For the vast majority of us, the past seven(-ish) weeks have amounted to cases of busying ourselves between reading, hearing, or viewing the Covid-19 fatality reports, without mention of survival rates, delivered by a one-sided and transparently complaining media that seems to know no bounds in asking unanswerable questions, repeatedly, en-route to manufacturing sensational headlines that are designed to instil ever greater fear within the populous. Every ‘official’ voice repeats the same, judiciously stage-managed, three-word-whip mentioned in the previous paragraph.
Just as the art of ‘virtue signalling’ has transmogrified from being largely empty acts of public commitment to unexceptional good causes, into socially acceptable alignment with issues and ideologies, if any one of us dares to question the remit, however, faux, or fay, it may be, the ‘witch brand’ is reared. While it is a governmental ideal to channel its population into its mindset, our government can consider itself many times blessed that we all filed into compliance largely without argument and in the main self-policed.
While talk is rife about potential ‘cures’, the currency of conspiracy is growing in the background. To establish any cure, the origins of the virus must be ascertained and, until they are, a cure is unlikely. In light of that and the simple fact that virus testing (over 120,000 a day apparently, which sounds almost as vainglorious as £350m being pumped into the NHS every week, following the exit from the EU construct) is not necessarily producing the statistical results that are also essential to a population of over 60million.

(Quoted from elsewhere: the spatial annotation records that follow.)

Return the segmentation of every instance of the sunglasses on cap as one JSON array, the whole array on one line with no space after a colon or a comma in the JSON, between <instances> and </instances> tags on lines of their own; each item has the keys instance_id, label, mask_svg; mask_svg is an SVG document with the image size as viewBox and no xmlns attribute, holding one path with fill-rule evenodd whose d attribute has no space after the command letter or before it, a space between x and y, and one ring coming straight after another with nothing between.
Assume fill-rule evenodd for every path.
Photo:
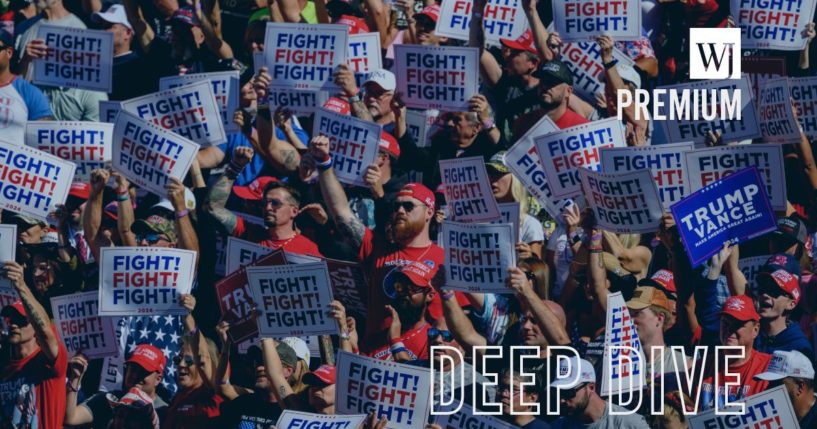
<instances>
[{"instance_id":1,"label":"sunglasses on cap","mask_svg":"<svg viewBox=\"0 0 817 429\"><path fill-rule=\"evenodd\" d=\"M445 341L446 343L450 343L454 339L454 336L451 335L450 331L444 331L442 329L437 329L437 328L430 328L428 330L428 340L429 341L433 341L433 340L437 339L437 337L439 337L441 335L443 337L443 341Z\"/></svg>"}]
</instances>

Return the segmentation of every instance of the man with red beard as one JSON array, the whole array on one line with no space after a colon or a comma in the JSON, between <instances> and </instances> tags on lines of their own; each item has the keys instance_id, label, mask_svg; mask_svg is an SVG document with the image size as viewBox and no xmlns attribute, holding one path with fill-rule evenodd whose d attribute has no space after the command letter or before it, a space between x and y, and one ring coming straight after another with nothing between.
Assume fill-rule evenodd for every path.
<instances>
[{"instance_id":1,"label":"man with red beard","mask_svg":"<svg viewBox=\"0 0 817 429\"><path fill-rule=\"evenodd\" d=\"M395 296L393 288L386 290L387 283L393 284L393 282L384 282L389 273L397 267L411 264L412 270L418 276L422 273L422 277L431 279L443 263L443 249L434 244L428 235L429 224L434 217L434 193L418 183L409 183L404 186L397 193L390 223L385 228L386 233L375 234L372 230L365 228L349 208L346 193L332 168L329 138L325 136L313 138L309 144L309 151L316 161L321 193L329 214L334 219L340 234L354 248L359 249L358 258L364 270L369 274L365 336L382 333L392 326L391 314L397 311L394 308L391 310L386 308L386 304L390 303L389 297ZM427 301L431 318L442 317L439 295L434 293L429 286L423 296L422 301ZM415 294L412 294L411 297L413 299ZM400 305L397 308L400 309ZM416 309L407 306L397 313L403 326L411 326L409 320L403 319L416 316L413 314L414 310ZM423 313L425 312L419 315L422 316ZM395 343L399 342L399 340L395 341ZM366 344L371 343L366 341ZM427 355L427 351L425 353ZM379 357L391 358L391 349L385 350L385 353Z\"/></svg>"}]
</instances>

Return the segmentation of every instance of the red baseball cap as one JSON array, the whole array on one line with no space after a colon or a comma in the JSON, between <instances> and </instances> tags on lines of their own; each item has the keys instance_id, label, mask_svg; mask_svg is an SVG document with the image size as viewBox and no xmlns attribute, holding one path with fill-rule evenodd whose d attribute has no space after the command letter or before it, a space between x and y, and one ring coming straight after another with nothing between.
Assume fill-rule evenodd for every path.
<instances>
[{"instance_id":1,"label":"red baseball cap","mask_svg":"<svg viewBox=\"0 0 817 429\"><path fill-rule=\"evenodd\" d=\"M499 39L499 43L516 50L516 51L528 51L531 53L536 54L536 46L533 45L533 33L530 30L526 30L519 36L516 40L511 39Z\"/></svg>"},{"instance_id":2,"label":"red baseball cap","mask_svg":"<svg viewBox=\"0 0 817 429\"><path fill-rule=\"evenodd\" d=\"M400 158L400 145L397 144L397 139L393 135L381 131L380 132L380 149L385 150L389 155Z\"/></svg>"},{"instance_id":3,"label":"red baseball cap","mask_svg":"<svg viewBox=\"0 0 817 429\"><path fill-rule=\"evenodd\" d=\"M91 196L91 185L85 182L74 182L71 184L68 195L87 200Z\"/></svg>"},{"instance_id":4,"label":"red baseball cap","mask_svg":"<svg viewBox=\"0 0 817 429\"><path fill-rule=\"evenodd\" d=\"M420 15L425 15L436 23L437 20L440 19L440 5L435 3L431 6L426 6L419 13L415 13L414 18L416 19Z\"/></svg>"},{"instance_id":5,"label":"red baseball cap","mask_svg":"<svg viewBox=\"0 0 817 429\"><path fill-rule=\"evenodd\" d=\"M151 344L139 344L133 349L133 354L127 363L135 363L148 372L163 373L165 370L165 355L158 347Z\"/></svg>"},{"instance_id":6,"label":"red baseball cap","mask_svg":"<svg viewBox=\"0 0 817 429\"><path fill-rule=\"evenodd\" d=\"M366 25L366 21L361 18L352 15L341 15L335 24L343 24L349 26L349 34L361 34L361 33L368 33L369 26Z\"/></svg>"},{"instance_id":7,"label":"red baseball cap","mask_svg":"<svg viewBox=\"0 0 817 429\"><path fill-rule=\"evenodd\" d=\"M800 302L800 282L797 280L797 277L786 270L775 270L771 273L761 271L757 273L757 281L761 283L761 285L771 281L772 284L782 289L783 292L791 295L791 297L794 298L795 305Z\"/></svg>"},{"instance_id":8,"label":"red baseball cap","mask_svg":"<svg viewBox=\"0 0 817 429\"><path fill-rule=\"evenodd\" d=\"M760 315L755 310L755 303L752 298L746 295L733 295L726 298L721 315L732 316L742 322L749 320L760 321Z\"/></svg>"},{"instance_id":9,"label":"red baseball cap","mask_svg":"<svg viewBox=\"0 0 817 429\"><path fill-rule=\"evenodd\" d=\"M264 188L271 182L277 182L278 179L270 176L256 177L247 186L233 186L233 192L243 200L258 201L264 198Z\"/></svg>"},{"instance_id":10,"label":"red baseball cap","mask_svg":"<svg viewBox=\"0 0 817 429\"><path fill-rule=\"evenodd\" d=\"M336 368L331 365L321 365L318 369L304 374L304 384L310 386L320 386L322 384L335 384Z\"/></svg>"},{"instance_id":11,"label":"red baseball cap","mask_svg":"<svg viewBox=\"0 0 817 429\"><path fill-rule=\"evenodd\" d=\"M352 113L352 107L349 106L349 102L341 100L337 97L329 97L329 99L323 103L323 108L326 110L331 110L335 113L340 113L341 115L348 115Z\"/></svg>"},{"instance_id":12,"label":"red baseball cap","mask_svg":"<svg viewBox=\"0 0 817 429\"><path fill-rule=\"evenodd\" d=\"M409 183L397 193L398 197L412 197L420 200L423 204L434 208L434 193L430 189L419 183Z\"/></svg>"}]
</instances>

Yet, our government appears to be bowing to ‘public pressure’ to release us from ‘house arrest’. Trust me, when I tell you, I am not alone in desiring that the programme of self-isolation continues for some time yet. Yet, the saintly motor industry appears to be beyond reproach and is being treated as ‘essential services’, like NHS staff, supermarket employees and garage forecourt staff. In my eyes, there is something incredibly wrong in relieving it of the shackles so prematurely.
Naturally, as carmakers return to the coalface, so too is the garage trade, many members of which have remained open, albeit with furloughed skeleton staff manning the ramps under the guise of satisfying ‘essential users’ demands. However, you can take it as read that they are also open to window-shoppers and their pet animals. Only the Good Lord alone will appreciate the amount of non-social distancing that will occur, whether browsing, or not.
Conclusion: No matter how ‘urgent’ may be a private, or company individual’s desire to swap cars, whether old for newer, or box-fresh new, there is no reason for such an acquisition to be considered ‘essential’. Fanning the virus fumes is not a viable solution to returning to a ‘new normal’.